Hyena scat might be some of the most recognizable that we’ve learned so far. Completely white, it gets its color from the bones that hyenas digest after they’ve eaten through an animal carcass. Typically, we find hyena scat in large latrines where multiple hyenas of the same pack will poop to mark the edges of their territory, or the “corners of their backyard,” as Dix puts it.
This one stumped us for a while. Both liquid and solid, it looked neither like typical antelope pellets nor the large cat scat from our ID book. “Hyena?” one of us guessed, pointing out the white color. Dix shook his head. “Warthog?” He smiled but shook his head again.
The culprit? An ostrich! It made more sense once Dix explained: like other birds, ostriches have a cloaca where they expel liquid and solid waste at the same time. Once you put aside the enormous size, it appears similar to smaller bird poop that we’re more familiar with – whitish in color with distinct solid and liquid portions.
Elephant poop is hard to avoid in the bush. Typically left in piles of several squat cylinders, Dix showed us how to distinguish it from similar-looking hippo scat by breaking it apart. Hippo poop will be composed of softer, aquatic vegetation while elephant poop will contain torn bits of branches and woody plants. In Kaziikini, we found many piles like the photo to the right, with a dusty composition and holes like cottage cheese. These elephant droppings had been taken over by fungus-growing termites who burrowed into the pile to consume the woody matter.
Giraffe tracks are the largest hooved prints that we find in the delta. Emphasizing their size, Dix always has us place our foot alongside their long tracks that easily surpass a women’s size 9. Like several antelopes, giraffe scat resembles acorns with their caps removed. However unlike other ‘acorny’ animal scat, giraffe pellets fall from a lofty 2 meters high causing them to have uniquely cracked exteriors and a dispersed landing.
While tracks and scat can be used to document many species, they are especially useful for more cryptic animals such as wild dogs and large cats. Dix would come over to the kitchen tent on several mornings during our stay at Kaziikini after scanning the outskirts of our campsite to announce that a leopard or lion had walked through our site during the night. If not for their tracks in the dusty sand, these animals would have passed by unnoticed. The track pictured above was from a leopard (notice the 3 lobes of the paw unique to cats) that we saw during our stay at the Mopane camp.
For me, these Natural History walks have been some of the most special experiences in the bush. They are so different from the science classes that I’ve taken in high school and college. Instead of having a standardized curriculum, we are taught tiny morsels of information as we happen to encounter them. Maybe we are lucky that evening and find a leopard track, or maybe we mostly see impala poop. But regardless, the anticipation to see something new keeps me alert and close behind Dix.

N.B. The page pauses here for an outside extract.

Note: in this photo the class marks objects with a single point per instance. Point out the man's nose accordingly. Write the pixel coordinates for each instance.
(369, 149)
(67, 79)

Our Natural History tests have nearly the same format as our walks: at the end of our stay in a concession, we drive a little ways from our campsite and our instructors take turns pointing out the birds, trees, and tracks around us and asking us to identify them. While it might be hard to study for these on-the-spot questions (who knows what bird is going to fly overhead that day!), it feels like learning in the most real sense and one of the best ways to get to know the Okavango Delta.